Je ne saurais terminer sans remercier le président de séance de sa hauteur de vues, lui qui devait sans doute souffrir, au fauteuil qu’il occupe, de ne pouvoir joindre son suffrage à celui de ses collègues pour l’adoption de cette proposition de loi.
M. le président le confirme.
Mesdames, messieurs les sénateurs, nous pouvons être fiers de ce que nous avons fait ce soir !
Voici quel sera l’ordre du jour de la prochaine séance publique, précédemment fixée au mardi 19 janvier 2010 :
À neuf heures trente :
1. Questions orales.
À quatorze heures trente :
2. Projet de loi de réforme des collectivités territoriales (n° 60, 2009-2010).
Rapport de M. Jean-Patrick Courtois, fait au nom de la commission des lois constitutionnelles, de législation, du suffrage universel, du règlement et d’administration générale (n° 169, 2009-2010).
Texte de la commission (n° 170, 2009-2010).

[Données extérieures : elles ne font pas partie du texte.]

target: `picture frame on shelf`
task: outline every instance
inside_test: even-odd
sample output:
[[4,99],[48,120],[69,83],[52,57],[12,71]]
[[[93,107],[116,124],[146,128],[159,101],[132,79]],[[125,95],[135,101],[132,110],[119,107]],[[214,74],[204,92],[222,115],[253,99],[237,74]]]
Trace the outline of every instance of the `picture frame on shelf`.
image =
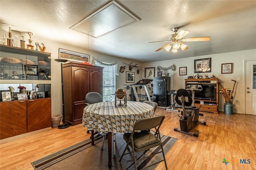
[[163,73],[162,71],[157,72],[157,77],[161,77],[162,76],[162,73]]
[[233,63],[221,64],[221,73],[229,73],[233,72]]
[[126,83],[134,83],[135,75],[134,72],[126,71]]
[[32,93],[32,99],[35,99],[37,98],[37,93],[36,92],[33,92]]
[[64,49],[59,48],[59,58],[67,59],[70,61],[89,63],[89,55]]
[[18,93],[17,94],[18,100],[28,100],[27,93]]
[[2,101],[11,101],[12,95],[10,91],[2,91],[1,92],[1,99]]
[[187,67],[180,67],[180,75],[187,75]]
[[212,58],[195,59],[194,62],[194,73],[210,72],[211,70]]
[[38,98],[44,98],[44,92],[36,92],[36,95]]
[[25,73],[27,75],[37,75],[37,66],[25,65]]
[[145,68],[145,78],[153,79],[155,77],[155,67]]

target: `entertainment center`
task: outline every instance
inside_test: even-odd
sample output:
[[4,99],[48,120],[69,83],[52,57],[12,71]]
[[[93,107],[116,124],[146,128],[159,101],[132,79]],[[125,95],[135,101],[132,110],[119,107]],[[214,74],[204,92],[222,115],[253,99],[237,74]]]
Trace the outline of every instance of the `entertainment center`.
[[199,85],[202,87],[201,91],[195,91],[195,106],[202,106],[200,111],[218,114],[219,103],[218,79],[185,79],[185,87]]

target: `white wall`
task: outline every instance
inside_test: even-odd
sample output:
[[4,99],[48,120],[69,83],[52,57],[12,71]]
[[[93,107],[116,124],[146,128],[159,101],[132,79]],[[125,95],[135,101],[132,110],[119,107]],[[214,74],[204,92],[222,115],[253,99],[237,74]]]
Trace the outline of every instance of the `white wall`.
[[[1,34],[8,34],[5,30],[0,30]],[[25,40],[28,36],[26,34],[22,34],[13,32],[13,35],[16,35],[18,39],[20,37],[21,35],[24,36]],[[28,39],[27,38],[27,39]],[[46,52],[52,54],[52,115],[62,113],[62,93],[61,93],[61,69],[60,64],[54,61],[54,59],[58,58],[59,48],[68,49],[71,51],[78,52],[81,53],[88,54],[90,55],[90,63],[92,63],[93,57],[102,62],[114,63],[117,61],[119,69],[120,66],[124,66],[124,62],[129,63],[132,61],[123,59],[121,58],[114,57],[108,55],[97,53],[95,51],[88,51],[87,47],[84,49],[76,47],[75,44],[68,44],[64,43],[60,43],[56,42],[48,41],[47,40],[36,37],[34,35],[32,39],[34,40],[33,44],[38,42],[40,44],[43,43],[46,47]],[[18,47],[20,47],[19,42]],[[178,52],[182,52],[179,51]],[[172,53],[170,53],[170,58],[172,57]],[[237,83],[234,90],[234,111],[235,113],[244,113],[244,67],[243,60],[246,59],[255,58],[256,57],[256,49],[239,51],[233,52],[223,53],[211,55],[207,55],[191,58],[186,58],[176,59],[170,59],[159,62],[141,63],[134,62],[132,64],[138,63],[138,66],[144,67],[142,70],[140,71],[140,73],[136,73],[137,69],[134,67],[131,71],[130,71],[128,67],[126,69],[123,73],[119,72],[119,76],[116,77],[116,88],[123,88],[125,87],[124,84],[129,84],[126,82],[126,71],[134,72],[135,75],[135,81],[144,77],[144,68],[155,67],[158,65],[163,67],[167,67],[174,63],[176,66],[176,70],[174,72],[174,89],[177,90],[180,88],[184,88],[185,81],[188,76],[195,75],[194,73],[194,60],[212,58],[212,71],[210,73],[202,73],[204,77],[205,75],[209,77],[214,74],[221,82],[222,84],[225,88],[229,88],[232,89],[233,88],[234,82],[231,79],[237,80],[238,77],[241,78],[241,81],[237,81]],[[233,63],[233,71],[231,74],[221,73],[221,64],[225,63]],[[187,75],[179,75],[179,67],[187,67]],[[156,70],[155,71],[156,71]],[[127,93],[130,93],[130,89],[127,90]],[[128,100],[130,99],[128,98]],[[219,97],[219,111],[223,111],[224,100],[221,96]]]
[[[170,58],[171,57],[172,53],[170,53]],[[190,75],[196,75],[194,73],[194,60],[208,58],[212,58],[211,72],[201,74],[204,77],[205,75],[208,75],[210,77],[212,75],[214,75],[219,79],[219,81],[225,88],[229,88],[231,90],[234,83],[234,82],[231,80],[236,81],[237,83],[233,93],[233,111],[234,113],[244,113],[243,61],[244,59],[256,58],[256,49],[147,63],[143,64],[142,65],[146,67],[156,67],[159,65],[163,67],[167,67],[174,63],[176,66],[176,70],[174,72],[174,89],[178,90],[185,87],[184,79],[186,77]],[[225,63],[233,63],[233,73],[221,73],[221,64]],[[183,67],[187,67],[187,75],[179,75],[179,68]],[[240,81],[237,81],[238,77],[240,77]],[[221,88],[220,86],[219,87],[219,89]],[[219,98],[218,110],[223,111],[224,110],[225,101],[221,95],[219,95]]]
[[[8,35],[8,33],[5,30],[0,30],[2,34],[6,34]],[[20,47],[20,40],[21,35],[23,35],[25,40],[27,39],[29,39],[29,37],[27,34],[21,34],[15,31],[12,31],[12,37],[16,36],[18,39],[18,47]],[[61,72],[60,65],[59,63],[55,61],[54,59],[58,59],[59,57],[59,48],[63,49],[68,49],[70,51],[78,52],[81,53],[83,53],[86,54],[89,54],[89,63],[91,63],[93,59],[93,57],[99,61],[108,63],[114,63],[116,61],[117,62],[118,69],[120,69],[120,67],[121,66],[124,66],[125,65],[122,62],[127,63],[129,63],[132,61],[125,59],[122,59],[121,58],[117,57],[112,56],[110,56],[104,54],[100,53],[94,51],[89,51],[87,49],[87,47],[84,49],[78,48],[76,46],[75,44],[68,44],[65,43],[59,43],[56,42],[50,41],[47,40],[42,39],[41,38],[37,37],[35,35],[32,37],[32,39],[34,41],[32,45],[34,46],[34,48],[36,48],[34,45],[36,42],[38,42],[41,47],[42,46],[41,45],[41,43],[44,43],[46,49],[45,52],[50,53],[51,53],[51,98],[52,98],[52,114],[56,115],[62,114],[62,96],[61,90]],[[26,41],[26,44],[28,44],[28,42]],[[15,45],[16,43],[15,44]],[[138,66],[141,65],[141,63],[134,62],[133,64],[136,64]],[[140,71],[139,74],[137,74],[137,69],[133,67],[131,71],[129,70],[129,67],[127,66],[127,68],[123,73],[121,73],[119,71],[119,75],[116,77],[116,88],[124,88],[126,86],[124,84],[129,84],[130,83],[126,83],[126,71],[131,71],[134,72],[135,81],[142,78],[142,73],[144,74],[143,70]],[[65,75],[64,75],[65,76]],[[22,83],[21,81],[21,83]],[[130,89],[126,90],[126,92],[130,94]],[[127,98],[128,100],[130,100],[130,97]]]

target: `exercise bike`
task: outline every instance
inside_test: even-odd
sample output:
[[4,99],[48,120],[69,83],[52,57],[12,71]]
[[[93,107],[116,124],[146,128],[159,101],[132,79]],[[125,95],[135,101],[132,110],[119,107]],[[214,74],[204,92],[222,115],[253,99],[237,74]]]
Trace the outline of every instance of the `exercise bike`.
[[[174,128],[174,130],[185,133],[190,135],[198,137],[197,133],[190,132],[191,129],[194,128],[198,123],[206,125],[206,122],[198,121],[199,116],[203,116],[203,114],[199,113],[200,105],[198,107],[194,105],[194,91],[202,91],[202,86],[200,85],[189,85],[186,89],[180,89],[177,91],[175,96],[175,101],[179,105],[178,106],[173,105],[174,107],[182,108],[181,116],[180,116],[180,128]],[[188,90],[190,90],[192,93],[192,96],[188,93]]]

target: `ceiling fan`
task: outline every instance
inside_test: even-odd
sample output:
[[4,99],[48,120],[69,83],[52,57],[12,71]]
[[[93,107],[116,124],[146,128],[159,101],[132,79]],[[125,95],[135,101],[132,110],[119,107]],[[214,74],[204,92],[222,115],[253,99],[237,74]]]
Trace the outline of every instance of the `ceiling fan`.
[[184,30],[181,30],[178,34],[176,32],[179,29],[178,27],[174,27],[172,29],[173,31],[175,33],[169,36],[169,40],[166,41],[161,41],[160,42],[149,42],[148,43],[161,42],[170,42],[170,43],[163,46],[160,48],[157,49],[156,51],[158,51],[164,48],[166,50],[169,51],[172,45],[172,52],[176,53],[178,52],[178,49],[180,48],[182,51],[186,50],[188,47],[187,45],[184,44],[181,41],[183,42],[200,42],[200,41],[208,41],[210,39],[210,37],[194,37],[192,38],[183,38],[183,37],[189,33],[189,31]]

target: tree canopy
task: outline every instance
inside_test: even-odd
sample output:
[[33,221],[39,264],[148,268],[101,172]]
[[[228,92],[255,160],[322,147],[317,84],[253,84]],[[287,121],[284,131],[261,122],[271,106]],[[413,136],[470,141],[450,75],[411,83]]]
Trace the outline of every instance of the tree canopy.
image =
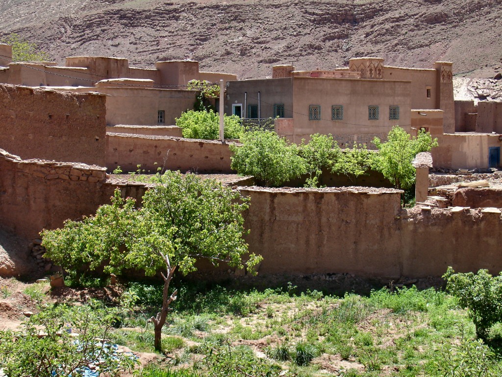
[[373,143],[378,149],[373,159],[373,168],[382,172],[397,189],[403,190],[415,183],[413,159],[420,152],[428,152],[438,145],[437,139],[432,139],[429,132],[421,130],[416,137],[410,137],[399,126],[389,132],[386,142],[375,137]]
[[151,319],[160,349],[168,308],[176,299],[176,291],[168,292],[177,268],[186,274],[196,269],[196,260],[206,259],[252,272],[261,257],[251,254],[245,263],[242,260],[247,253],[242,212],[248,198],[194,174],[167,171],[159,179],[140,208],[117,189],[111,204],[100,207],[95,215],[68,220],[63,228],[41,234],[48,256],[66,270],[104,266],[105,272],[115,273],[129,268],[150,275],[161,272],[163,307]]

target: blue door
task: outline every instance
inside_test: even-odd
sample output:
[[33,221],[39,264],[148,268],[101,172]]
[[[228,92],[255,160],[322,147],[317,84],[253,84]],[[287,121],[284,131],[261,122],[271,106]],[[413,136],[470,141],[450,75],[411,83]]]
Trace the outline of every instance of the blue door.
[[500,159],[500,147],[489,147],[490,167],[498,167]]

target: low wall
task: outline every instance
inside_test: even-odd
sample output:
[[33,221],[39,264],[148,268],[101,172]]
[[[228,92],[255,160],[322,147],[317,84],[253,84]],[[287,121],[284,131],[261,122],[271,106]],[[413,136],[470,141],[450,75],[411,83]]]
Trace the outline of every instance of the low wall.
[[158,167],[182,172],[231,172],[228,144],[215,140],[183,139],[108,133],[106,163],[111,171],[119,165],[124,171]]
[[119,124],[107,127],[106,132],[119,134],[183,137],[181,129],[176,126],[131,126]]
[[22,160],[0,149],[0,228],[32,240],[44,228],[94,213],[116,187],[141,198],[146,185],[107,181],[106,169],[85,164]]
[[0,85],[0,148],[23,158],[104,164],[104,96]]

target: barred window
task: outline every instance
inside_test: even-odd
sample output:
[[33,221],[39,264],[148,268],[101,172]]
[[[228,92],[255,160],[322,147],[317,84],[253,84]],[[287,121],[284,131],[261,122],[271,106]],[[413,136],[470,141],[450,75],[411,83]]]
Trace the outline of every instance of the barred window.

De dix-sept heures à dix-sept heures quarante-cinq :
3. Questions cribles thématiques sur le plan de relance et l’emploi.
À dix-huit heures et le soir :
4. Suite du projet de loi de réforme des collectivités territoriales.
Personne ne demande la parole ?…
La séance est levée.
La séance est levée le vendredi 15 janvier 2010, à zéro heure vingt.